Background & Summary

Humans are able to visually recognise and meaningfully interact with a large number of different objects, despite drastic changes in retinal projection, lighting or viewing angle, and the objects being positioned in cluttered visual environments. Object recognition and semantic knowledge, our ability to make sense of the objects around us, have been the subject of a large amount of cognitive neuroscience research1,2,3. However, previous neuroimaging research in this field has often relied on a manual selection of a small set of images1,4,5. In contrast, recent developments in computer vision have produced very large image sets for training artificial intelligence, but the individual images in these sets are minimally curated and therefore make them often unsuitable for research in psychology and neuroscience. To overcome these issues, recent work has created large, curated image sets that are designed for studying the cognitive and neural basis of human vision4,6. One of these is THINGS4, which is an image set containing 1,854 object concepts representing a comprehensive set of nameable concepts used in the English language, accompanied by 26,107 associated manually-curated high-quality image exemplars and human behavioural annotations. This rich collection of stimuli and behavioural data has already been used to study the core representational dimensions underlying human similarity judgements7. The next phase is to collate corresponding neural responses to stimuli in THINGS. This would contribute to an emerging landscape of large datasets of neural responses to curated image sets that accelerate research in visual, computational, and cognitive neuroscience8.

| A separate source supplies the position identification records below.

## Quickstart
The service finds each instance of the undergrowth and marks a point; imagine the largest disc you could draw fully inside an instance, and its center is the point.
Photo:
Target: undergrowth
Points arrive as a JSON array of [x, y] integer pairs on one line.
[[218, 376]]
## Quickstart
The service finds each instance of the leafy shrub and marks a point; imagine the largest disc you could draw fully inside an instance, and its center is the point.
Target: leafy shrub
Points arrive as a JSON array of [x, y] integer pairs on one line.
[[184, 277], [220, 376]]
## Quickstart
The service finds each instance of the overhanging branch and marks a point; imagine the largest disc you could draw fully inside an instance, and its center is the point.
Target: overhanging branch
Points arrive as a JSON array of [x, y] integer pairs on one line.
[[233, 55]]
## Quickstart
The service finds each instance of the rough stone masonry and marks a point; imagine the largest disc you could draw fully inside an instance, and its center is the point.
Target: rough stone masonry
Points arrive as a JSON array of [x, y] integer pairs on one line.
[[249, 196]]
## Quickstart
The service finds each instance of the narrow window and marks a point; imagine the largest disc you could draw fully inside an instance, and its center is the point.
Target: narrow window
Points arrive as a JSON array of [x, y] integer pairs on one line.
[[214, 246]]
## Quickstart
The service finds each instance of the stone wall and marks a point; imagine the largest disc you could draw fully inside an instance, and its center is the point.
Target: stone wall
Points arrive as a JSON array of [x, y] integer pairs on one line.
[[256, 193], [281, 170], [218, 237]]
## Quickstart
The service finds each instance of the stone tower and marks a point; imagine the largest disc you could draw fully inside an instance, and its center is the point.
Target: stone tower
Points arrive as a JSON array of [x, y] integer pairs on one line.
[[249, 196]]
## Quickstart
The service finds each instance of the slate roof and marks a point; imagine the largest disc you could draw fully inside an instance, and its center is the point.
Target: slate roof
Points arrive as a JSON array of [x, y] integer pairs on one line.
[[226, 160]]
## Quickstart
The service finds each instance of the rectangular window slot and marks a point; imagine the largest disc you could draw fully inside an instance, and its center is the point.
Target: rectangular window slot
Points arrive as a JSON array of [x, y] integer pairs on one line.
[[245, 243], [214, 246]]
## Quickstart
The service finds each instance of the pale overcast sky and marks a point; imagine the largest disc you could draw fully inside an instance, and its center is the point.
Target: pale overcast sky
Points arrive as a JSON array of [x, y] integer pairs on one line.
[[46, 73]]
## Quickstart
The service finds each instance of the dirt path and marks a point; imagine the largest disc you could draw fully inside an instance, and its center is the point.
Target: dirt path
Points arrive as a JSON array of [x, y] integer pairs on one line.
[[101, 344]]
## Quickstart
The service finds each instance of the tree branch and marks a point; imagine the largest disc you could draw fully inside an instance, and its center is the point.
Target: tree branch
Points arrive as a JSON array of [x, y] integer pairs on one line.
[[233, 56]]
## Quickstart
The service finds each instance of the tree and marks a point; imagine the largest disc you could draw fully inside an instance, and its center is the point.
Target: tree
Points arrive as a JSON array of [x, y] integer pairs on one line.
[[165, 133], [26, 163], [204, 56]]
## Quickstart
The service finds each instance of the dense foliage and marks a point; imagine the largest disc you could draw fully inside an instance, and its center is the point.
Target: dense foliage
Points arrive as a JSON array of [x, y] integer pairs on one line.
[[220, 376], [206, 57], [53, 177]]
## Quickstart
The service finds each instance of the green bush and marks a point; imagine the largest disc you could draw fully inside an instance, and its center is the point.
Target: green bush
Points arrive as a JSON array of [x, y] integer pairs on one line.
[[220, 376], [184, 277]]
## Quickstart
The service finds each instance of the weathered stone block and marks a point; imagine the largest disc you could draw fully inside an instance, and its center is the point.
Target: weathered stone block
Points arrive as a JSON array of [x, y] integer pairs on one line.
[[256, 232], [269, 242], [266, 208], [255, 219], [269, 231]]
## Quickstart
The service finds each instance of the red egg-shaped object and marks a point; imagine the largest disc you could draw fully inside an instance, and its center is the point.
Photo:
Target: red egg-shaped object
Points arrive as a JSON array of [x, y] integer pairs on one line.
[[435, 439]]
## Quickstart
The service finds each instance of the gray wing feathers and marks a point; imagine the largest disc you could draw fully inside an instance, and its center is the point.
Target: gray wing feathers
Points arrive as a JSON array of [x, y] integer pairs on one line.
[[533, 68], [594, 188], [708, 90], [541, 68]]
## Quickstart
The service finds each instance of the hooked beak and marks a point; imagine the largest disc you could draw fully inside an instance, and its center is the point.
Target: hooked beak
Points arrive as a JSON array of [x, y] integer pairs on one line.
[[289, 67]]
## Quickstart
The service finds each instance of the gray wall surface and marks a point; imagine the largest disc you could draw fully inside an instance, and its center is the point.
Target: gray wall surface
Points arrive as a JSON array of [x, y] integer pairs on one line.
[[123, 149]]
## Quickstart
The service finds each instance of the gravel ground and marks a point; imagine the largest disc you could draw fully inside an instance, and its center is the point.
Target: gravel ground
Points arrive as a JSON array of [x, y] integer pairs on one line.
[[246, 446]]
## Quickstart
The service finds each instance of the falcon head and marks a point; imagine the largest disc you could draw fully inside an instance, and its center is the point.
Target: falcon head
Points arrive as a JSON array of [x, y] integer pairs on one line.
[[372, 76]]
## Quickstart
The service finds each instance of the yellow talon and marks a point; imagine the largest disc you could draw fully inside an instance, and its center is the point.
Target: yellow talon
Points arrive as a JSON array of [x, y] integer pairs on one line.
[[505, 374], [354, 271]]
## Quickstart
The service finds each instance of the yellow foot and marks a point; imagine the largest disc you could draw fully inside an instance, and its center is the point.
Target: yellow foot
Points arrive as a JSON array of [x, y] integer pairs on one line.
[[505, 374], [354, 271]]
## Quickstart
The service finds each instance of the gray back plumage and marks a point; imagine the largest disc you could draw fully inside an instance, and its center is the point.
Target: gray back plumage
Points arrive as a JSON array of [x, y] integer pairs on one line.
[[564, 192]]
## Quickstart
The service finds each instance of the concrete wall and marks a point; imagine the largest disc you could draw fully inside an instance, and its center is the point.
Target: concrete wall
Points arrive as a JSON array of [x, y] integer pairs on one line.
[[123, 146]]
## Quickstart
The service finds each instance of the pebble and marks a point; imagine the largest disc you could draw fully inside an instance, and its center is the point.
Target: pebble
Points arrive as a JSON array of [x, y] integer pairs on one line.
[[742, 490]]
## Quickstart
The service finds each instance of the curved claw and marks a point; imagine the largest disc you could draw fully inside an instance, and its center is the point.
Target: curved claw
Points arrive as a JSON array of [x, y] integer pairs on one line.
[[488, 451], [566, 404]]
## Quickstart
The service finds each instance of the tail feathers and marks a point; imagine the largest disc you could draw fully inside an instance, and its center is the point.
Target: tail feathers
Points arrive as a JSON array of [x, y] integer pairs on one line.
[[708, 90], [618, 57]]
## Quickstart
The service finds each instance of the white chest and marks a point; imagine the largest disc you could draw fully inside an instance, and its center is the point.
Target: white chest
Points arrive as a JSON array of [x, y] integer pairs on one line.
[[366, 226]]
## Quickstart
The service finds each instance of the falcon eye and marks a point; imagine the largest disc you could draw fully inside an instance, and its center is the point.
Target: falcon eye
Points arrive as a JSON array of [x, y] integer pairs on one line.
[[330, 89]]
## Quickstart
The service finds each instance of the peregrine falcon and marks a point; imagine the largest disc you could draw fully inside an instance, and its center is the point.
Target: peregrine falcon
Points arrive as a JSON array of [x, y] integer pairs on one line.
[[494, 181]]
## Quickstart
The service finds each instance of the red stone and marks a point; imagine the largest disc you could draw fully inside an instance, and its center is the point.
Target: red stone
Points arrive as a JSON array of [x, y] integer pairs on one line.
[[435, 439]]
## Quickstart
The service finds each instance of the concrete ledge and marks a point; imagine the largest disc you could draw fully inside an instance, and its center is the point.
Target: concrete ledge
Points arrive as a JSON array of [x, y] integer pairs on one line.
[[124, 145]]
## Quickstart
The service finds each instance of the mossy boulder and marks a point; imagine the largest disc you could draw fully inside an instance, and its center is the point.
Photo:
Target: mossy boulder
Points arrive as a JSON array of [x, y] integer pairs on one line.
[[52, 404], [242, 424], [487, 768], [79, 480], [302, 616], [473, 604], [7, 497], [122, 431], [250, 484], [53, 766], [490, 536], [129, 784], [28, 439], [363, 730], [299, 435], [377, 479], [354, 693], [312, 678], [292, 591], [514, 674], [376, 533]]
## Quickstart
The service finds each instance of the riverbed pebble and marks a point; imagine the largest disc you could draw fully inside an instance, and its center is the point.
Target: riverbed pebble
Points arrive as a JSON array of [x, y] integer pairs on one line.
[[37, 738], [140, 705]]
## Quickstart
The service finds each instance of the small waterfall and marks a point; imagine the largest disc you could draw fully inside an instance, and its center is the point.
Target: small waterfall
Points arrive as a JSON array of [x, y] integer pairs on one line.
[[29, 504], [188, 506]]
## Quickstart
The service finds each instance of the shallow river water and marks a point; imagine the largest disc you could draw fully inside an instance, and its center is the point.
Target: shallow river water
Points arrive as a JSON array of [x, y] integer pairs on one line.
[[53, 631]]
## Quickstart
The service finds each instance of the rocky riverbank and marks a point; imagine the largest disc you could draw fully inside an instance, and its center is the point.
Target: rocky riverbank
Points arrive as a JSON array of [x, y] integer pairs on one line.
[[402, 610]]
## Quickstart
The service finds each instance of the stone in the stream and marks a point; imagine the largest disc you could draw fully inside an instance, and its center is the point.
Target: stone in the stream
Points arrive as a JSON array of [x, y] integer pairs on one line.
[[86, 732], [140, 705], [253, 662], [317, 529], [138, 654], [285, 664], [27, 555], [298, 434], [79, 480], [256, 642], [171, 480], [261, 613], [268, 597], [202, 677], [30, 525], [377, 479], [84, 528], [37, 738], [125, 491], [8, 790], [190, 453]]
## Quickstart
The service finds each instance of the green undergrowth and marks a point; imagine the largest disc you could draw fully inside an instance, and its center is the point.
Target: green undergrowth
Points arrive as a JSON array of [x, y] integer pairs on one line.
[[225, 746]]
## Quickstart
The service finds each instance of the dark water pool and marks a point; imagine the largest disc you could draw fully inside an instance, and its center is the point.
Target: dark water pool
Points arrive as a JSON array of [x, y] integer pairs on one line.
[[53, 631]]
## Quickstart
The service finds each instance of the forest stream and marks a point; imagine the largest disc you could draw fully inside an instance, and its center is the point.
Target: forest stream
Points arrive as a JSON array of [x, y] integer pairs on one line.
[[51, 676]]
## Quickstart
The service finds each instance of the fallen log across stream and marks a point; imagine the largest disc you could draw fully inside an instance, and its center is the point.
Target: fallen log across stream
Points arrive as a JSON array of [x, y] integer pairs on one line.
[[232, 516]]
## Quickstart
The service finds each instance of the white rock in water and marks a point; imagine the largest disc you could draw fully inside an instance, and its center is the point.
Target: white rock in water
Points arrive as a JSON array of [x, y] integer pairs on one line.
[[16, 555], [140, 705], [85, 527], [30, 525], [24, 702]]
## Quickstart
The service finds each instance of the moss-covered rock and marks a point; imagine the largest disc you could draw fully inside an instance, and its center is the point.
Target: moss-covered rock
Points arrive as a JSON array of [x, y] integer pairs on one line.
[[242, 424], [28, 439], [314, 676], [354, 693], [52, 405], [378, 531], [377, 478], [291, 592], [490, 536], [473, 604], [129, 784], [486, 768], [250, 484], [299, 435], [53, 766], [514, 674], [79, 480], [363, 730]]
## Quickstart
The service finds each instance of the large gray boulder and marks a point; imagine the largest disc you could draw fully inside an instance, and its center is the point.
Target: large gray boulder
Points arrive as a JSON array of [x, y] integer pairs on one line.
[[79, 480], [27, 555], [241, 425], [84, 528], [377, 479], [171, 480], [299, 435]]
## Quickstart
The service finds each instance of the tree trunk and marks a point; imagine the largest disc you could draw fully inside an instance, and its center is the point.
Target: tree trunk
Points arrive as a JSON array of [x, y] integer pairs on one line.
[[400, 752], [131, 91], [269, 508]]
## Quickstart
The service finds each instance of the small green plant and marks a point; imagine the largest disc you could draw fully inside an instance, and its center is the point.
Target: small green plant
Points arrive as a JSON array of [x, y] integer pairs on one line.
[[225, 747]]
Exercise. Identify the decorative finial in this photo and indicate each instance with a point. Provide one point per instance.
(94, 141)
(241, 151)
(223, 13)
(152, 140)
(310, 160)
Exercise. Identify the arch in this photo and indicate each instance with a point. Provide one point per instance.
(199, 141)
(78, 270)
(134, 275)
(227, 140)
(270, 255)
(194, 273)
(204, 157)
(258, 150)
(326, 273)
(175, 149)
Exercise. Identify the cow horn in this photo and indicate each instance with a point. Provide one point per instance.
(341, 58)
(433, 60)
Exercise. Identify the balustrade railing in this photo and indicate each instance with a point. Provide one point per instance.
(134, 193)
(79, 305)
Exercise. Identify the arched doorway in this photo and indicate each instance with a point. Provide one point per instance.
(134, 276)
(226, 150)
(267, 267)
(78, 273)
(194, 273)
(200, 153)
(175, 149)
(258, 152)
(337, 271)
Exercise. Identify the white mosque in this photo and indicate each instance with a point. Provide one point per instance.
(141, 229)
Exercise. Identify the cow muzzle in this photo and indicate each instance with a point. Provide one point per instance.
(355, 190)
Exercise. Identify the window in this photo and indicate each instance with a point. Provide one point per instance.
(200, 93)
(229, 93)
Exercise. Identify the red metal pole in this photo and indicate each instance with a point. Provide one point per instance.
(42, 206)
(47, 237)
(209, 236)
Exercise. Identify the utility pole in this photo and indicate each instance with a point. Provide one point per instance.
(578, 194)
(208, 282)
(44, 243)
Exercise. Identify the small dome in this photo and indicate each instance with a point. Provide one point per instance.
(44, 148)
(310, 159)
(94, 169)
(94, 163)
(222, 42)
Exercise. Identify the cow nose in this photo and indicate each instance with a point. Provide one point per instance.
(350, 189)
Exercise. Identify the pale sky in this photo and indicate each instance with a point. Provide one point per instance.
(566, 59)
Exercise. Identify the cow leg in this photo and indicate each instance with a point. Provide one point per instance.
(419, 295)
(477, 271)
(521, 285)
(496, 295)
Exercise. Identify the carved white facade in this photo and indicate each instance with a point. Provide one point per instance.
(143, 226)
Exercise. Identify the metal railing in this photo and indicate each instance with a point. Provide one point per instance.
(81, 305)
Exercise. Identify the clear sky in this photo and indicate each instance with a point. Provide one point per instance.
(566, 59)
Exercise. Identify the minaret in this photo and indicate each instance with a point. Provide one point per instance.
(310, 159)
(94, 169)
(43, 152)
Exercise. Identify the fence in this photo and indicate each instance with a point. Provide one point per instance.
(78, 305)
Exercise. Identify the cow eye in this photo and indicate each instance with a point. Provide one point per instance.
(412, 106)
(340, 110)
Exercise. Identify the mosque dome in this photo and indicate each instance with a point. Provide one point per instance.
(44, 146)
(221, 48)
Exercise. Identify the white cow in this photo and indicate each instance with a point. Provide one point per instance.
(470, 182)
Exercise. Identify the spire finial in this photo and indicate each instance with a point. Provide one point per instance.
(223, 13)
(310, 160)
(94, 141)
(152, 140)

Collecting neurophysiological data for the THINGS dataset, with over 26,000 images, is unachievable in a traditional neuroimaging experiment: Typically, classic object vision experiments present around one image per second e.g., 9,10,11. Collecting one trial for each image in THINGS would take more than seven hours, which is infeasible to achieve with a single session and would require a complex design involving multiple scanning sessions. However, we have recently shown that it is possible to uncover detailed information about visual stimuli presented in rapid serial visual presentation (RSVP) streams using electroencephalography (EEG)12,13,14,15. In one of these studies12, participants viewed over 16,000 visual object presentations at 5 and 20 images per second, in a single 40-minute EEG session. Results from multivariate pattern classification and representational similarity analysis revealed detailed temporal dynamics of object processing that were similar to work that used slower presentation speeds (around one image per second). Therefore, fast presentation paradigms are highly suitable for collecting neural responses to the large number of visual object stimuli in the THINGS database.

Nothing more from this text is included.